Was testing the key, no. Testing is only 1 of 3/4 things that work together.
By the way, contact tracing + centralized quarantine scales up a lot.
Social networks form clusters and the virus does too. A policy of identifying clusters and isolating clusters from other clusters can get a lot of cases quickly without an extraordinary number of tests.
I agree with that. Just as I think that soliciting the contributions of experts not just in medicine and epidemiology but in engineering, public policy, etc. is a good strategy.
There’s a question that needs to be answered first. Can it be?
Thought experiment: imagine that 80% of the people you need to isolate centrally are black.
I believe that if testing can lead to being removed from your family, there will be plenty of unused tests to go around.
I have never advocated being making centralized isolation compulsory in the US. This is where culturally appropriate comes in.
Voluntary with incentives — get paid $100 a day until doctors discharge you. Included free meals and (diverse) on-site medical attention, free internet. Can bring kids along too (because kids are at low risk).
May be enough to get people interested, especially if the alternative is staying at home and likely infecting and risking their loved ones.
Half of our local cases are traced back to an employer, Smithfield foods. Pork plant. It’s about 35 miles west but many workers live here. All the workers get tested, 2 weeks paid leave if positive and asked to isolate at home. I hope they did but yesterday was Cinco de Mayo. It really looks like all employees at the plant should soon be virus positive. But there’s still the broader contacts. I doubt two weeks is enough.

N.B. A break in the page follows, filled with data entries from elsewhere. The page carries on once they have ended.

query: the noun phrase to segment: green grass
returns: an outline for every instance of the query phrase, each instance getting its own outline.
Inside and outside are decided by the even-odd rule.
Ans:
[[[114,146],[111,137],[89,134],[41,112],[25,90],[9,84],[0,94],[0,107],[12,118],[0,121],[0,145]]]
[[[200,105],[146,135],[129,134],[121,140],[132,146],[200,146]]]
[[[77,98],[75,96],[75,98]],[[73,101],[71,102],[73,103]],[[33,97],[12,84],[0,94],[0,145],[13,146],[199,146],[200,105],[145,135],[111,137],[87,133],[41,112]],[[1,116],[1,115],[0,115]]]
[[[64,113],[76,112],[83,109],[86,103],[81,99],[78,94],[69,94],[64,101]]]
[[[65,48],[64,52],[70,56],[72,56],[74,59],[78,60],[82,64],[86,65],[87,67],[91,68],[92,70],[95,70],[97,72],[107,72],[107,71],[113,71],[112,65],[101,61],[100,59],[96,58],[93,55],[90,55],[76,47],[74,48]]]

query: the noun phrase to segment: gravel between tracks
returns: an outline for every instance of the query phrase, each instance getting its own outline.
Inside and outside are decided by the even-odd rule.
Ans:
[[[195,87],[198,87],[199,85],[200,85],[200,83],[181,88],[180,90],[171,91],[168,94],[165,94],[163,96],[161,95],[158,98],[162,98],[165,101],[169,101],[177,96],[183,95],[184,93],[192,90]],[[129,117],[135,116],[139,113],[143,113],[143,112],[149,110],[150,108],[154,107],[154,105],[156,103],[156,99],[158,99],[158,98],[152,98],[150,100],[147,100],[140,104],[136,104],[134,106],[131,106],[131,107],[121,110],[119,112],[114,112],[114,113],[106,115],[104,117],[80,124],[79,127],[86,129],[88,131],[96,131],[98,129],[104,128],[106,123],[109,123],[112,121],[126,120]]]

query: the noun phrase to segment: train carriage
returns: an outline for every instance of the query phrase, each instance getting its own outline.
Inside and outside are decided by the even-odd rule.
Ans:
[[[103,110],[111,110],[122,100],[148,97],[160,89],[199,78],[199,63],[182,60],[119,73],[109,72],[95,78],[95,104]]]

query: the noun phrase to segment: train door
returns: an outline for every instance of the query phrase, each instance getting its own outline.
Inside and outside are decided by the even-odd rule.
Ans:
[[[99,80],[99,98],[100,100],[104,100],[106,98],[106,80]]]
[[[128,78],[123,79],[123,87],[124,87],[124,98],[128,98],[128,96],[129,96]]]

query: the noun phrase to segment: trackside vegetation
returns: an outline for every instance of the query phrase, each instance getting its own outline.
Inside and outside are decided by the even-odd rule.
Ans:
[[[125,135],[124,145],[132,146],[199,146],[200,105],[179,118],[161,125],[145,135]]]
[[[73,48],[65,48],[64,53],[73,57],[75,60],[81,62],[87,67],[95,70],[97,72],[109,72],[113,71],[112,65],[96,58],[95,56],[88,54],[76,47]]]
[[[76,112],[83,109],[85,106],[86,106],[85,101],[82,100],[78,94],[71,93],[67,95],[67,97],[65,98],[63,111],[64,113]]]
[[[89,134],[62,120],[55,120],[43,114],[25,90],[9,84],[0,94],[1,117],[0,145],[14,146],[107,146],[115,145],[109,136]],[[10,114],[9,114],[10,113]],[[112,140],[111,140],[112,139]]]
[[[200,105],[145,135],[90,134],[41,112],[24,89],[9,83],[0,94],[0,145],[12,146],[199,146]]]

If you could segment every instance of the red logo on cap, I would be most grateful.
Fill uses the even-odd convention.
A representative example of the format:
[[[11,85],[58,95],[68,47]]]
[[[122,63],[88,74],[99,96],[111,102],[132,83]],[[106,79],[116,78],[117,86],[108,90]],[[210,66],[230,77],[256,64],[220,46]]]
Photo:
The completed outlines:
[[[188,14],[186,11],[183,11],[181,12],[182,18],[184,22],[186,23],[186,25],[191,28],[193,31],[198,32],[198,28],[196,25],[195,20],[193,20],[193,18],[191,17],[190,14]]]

Looks like the plan is to let the virus burn itself out. Dismantling the task force is a good way to turn down the spotlight on the death count and it looks like they will do that then emphasize the positives and tune out the negatives. The economy really can’t handle any more of what we are doing.

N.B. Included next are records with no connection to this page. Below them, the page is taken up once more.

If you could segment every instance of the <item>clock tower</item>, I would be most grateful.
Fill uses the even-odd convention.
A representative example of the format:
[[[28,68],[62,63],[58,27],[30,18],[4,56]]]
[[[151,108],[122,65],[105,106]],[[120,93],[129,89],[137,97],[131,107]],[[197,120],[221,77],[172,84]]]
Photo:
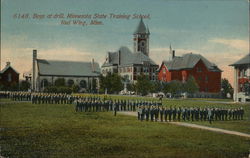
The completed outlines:
[[[149,29],[145,26],[142,18],[134,32],[134,52],[142,52],[149,56]]]

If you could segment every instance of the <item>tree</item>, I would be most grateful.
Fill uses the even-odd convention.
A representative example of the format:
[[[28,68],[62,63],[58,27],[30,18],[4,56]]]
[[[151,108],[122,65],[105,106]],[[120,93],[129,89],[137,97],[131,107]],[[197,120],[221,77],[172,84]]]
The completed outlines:
[[[97,80],[96,79],[92,80],[92,87],[91,88],[92,88],[93,93],[97,92]]]
[[[243,91],[246,93],[246,95],[250,94],[250,81],[243,84]]]
[[[151,93],[157,93],[163,91],[163,83],[160,81],[151,81]]]
[[[117,73],[100,76],[100,92],[118,93],[123,89],[122,77]]]
[[[80,87],[79,87],[78,85],[74,84],[74,85],[72,86],[72,92],[73,92],[73,93],[77,93],[77,92],[79,92],[79,90],[80,90]]]
[[[230,97],[233,97],[233,87],[229,83],[228,79],[221,79],[221,95],[223,98],[227,98],[227,94],[230,94]]]
[[[135,87],[136,92],[144,96],[150,92],[150,89],[152,88],[152,83],[148,79],[148,76],[142,74],[138,76]]]
[[[199,90],[199,85],[195,81],[193,76],[189,76],[186,83],[183,85],[183,91],[189,94],[194,94]]]
[[[173,80],[169,83],[169,92],[175,96],[182,92],[182,83],[178,80]]]
[[[135,91],[135,84],[127,83],[127,90],[128,91]]]
[[[27,91],[28,89],[30,89],[30,86],[31,86],[31,84],[28,81],[23,80],[20,82],[20,90],[21,91]]]
[[[64,78],[58,78],[55,81],[55,86],[65,86],[65,79]]]

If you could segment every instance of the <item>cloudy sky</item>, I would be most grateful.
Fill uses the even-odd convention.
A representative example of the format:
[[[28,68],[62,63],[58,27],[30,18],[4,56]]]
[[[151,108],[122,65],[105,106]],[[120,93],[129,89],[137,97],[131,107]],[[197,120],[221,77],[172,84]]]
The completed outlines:
[[[26,14],[28,18],[22,16]],[[68,14],[92,18],[70,19]],[[95,14],[107,17],[94,19]],[[110,18],[110,14],[131,17]],[[228,65],[249,53],[248,0],[1,0],[1,67],[11,61],[22,76],[31,69],[33,49],[38,50],[39,58],[94,58],[101,65],[108,51],[120,46],[132,50],[132,35],[139,23],[134,14],[149,15],[144,23],[151,33],[150,57],[159,65],[168,59],[171,44],[178,56],[189,52],[203,55],[232,81]],[[61,20],[71,20],[71,24],[63,25]],[[74,25],[73,20],[88,25]],[[102,25],[89,25],[91,20]]]

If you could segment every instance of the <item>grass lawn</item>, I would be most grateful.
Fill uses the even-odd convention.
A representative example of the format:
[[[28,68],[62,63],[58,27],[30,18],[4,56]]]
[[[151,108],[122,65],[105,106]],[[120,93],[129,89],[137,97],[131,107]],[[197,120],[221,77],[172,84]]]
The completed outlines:
[[[5,157],[246,157],[250,139],[111,112],[76,113],[73,105],[1,106]]]

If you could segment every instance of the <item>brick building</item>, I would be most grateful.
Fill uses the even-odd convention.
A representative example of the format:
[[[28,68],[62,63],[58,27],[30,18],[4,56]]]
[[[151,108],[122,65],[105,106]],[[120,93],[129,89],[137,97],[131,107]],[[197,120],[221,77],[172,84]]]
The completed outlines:
[[[200,54],[188,53],[175,56],[171,51],[171,59],[163,61],[158,73],[158,79],[164,82],[172,80],[187,81],[193,76],[199,85],[199,92],[219,93],[221,90],[221,70]]]
[[[7,62],[5,68],[0,71],[0,85],[8,88],[18,83],[19,73],[10,65],[10,62]]]
[[[122,46],[115,52],[108,52],[101,67],[102,74],[118,73],[129,82],[136,82],[140,74],[157,80],[158,65],[149,57],[149,35],[149,29],[141,19],[133,34],[134,51]]]
[[[230,66],[234,67],[234,101],[250,102],[250,54]]]

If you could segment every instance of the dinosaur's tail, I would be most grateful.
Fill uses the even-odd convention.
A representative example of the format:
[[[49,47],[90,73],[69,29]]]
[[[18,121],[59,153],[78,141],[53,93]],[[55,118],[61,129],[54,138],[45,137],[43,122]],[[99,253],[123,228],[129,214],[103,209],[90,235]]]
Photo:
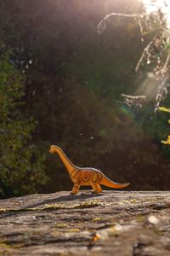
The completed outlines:
[[[128,186],[130,183],[116,183],[112,182],[110,179],[109,179],[107,177],[104,176],[100,184],[105,185],[106,187],[114,188],[114,189],[122,189]]]

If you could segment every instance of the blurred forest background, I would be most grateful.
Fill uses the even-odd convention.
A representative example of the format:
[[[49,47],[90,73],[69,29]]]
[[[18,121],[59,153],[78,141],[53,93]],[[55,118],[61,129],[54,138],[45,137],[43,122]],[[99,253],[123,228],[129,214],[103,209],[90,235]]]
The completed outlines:
[[[72,184],[56,144],[73,163],[99,168],[129,189],[168,189],[167,114],[152,98],[128,108],[146,74],[137,22],[110,12],[143,12],[137,0],[0,2],[0,196],[50,193]],[[154,99],[153,99],[154,101]],[[164,105],[170,106],[167,96]]]

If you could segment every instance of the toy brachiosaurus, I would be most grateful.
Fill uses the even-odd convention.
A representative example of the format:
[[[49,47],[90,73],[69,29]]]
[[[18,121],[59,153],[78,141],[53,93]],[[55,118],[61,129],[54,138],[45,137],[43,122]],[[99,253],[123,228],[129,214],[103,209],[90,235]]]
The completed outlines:
[[[102,192],[101,185],[114,189],[122,189],[129,185],[129,183],[116,183],[105,177],[99,170],[85,167],[80,168],[76,166],[71,161],[67,158],[63,150],[58,146],[52,145],[50,147],[49,152],[51,154],[57,153],[63,162],[65,167],[69,172],[70,178],[73,182],[74,186],[71,194],[76,195],[78,193],[80,186],[92,186],[94,191],[93,193]]]

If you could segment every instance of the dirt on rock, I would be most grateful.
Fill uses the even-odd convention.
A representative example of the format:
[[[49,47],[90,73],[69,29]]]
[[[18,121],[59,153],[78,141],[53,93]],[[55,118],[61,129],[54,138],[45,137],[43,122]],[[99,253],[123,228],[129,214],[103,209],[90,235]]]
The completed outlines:
[[[0,201],[0,255],[170,255],[169,191]]]

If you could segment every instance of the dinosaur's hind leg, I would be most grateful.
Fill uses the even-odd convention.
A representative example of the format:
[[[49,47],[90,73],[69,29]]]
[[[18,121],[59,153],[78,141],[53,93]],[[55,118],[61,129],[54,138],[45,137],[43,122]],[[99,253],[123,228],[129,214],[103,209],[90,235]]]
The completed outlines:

C.O. is right about contact tracing, testing and quarantine, but politically, it would look like the Afghan surge seeing as the official line is we’ve already turned the corner and are on the road back. And we are, if we can just “Live and let Die”.
The question is one I’ve asked before: what level of compliance is necessary to have any effect? It won’t be the case that even the smallest amount of compliance will produce a measurable effect if for no other reason than because of network effects. 1%? 10%? 99%? If the level of compliance required to produce effects is high enough, it makes no sense.
” How do you go about tracing a person you happened to be sitting in the same car with on the subway? ”
In general you dont since only about 10% of people use public transportation even once a week. Tracing concentrates on the high risk encounters. We shouldn’t let perfect be the enemy of good. We may find tracing works better in some areas than others.
Steve
“what level of compliance is necessary to have any effect”
Let me do some rough figures. We will use the State of Ohio.
First we figure out size of the outbreak. Assuming an IFR of 0.5%, an infection period of 15 days, and an R of 1. They have 50 deaths per day, which implies 10000 people are currently infected. And 10000/15 = 667 people get sick every day.
Assume only half get tested, and only 10% of the tested are isolated – thats 33 people. But the isolation is 100% effective and they stop spreading the disease.
After 15 days, the number of active infections is about 9500. The R is lowered from 1 to 0.95. After 30 days, about 9000 cases vs 10000 cases if no isolation was in place.
If compliance is 50%. That is 167 people per day in isolation and after 15 days, the number of active infections is 7500. After 30 days, 5500 or so.
Between 10 and 50% compliance makes a noticeable difference within a month.
Since that has emphatically not been the observed results of the lockdowns it leads to one of two conclusions and likely both. Either compliance has been too low to be effective or the assumptions are wrong.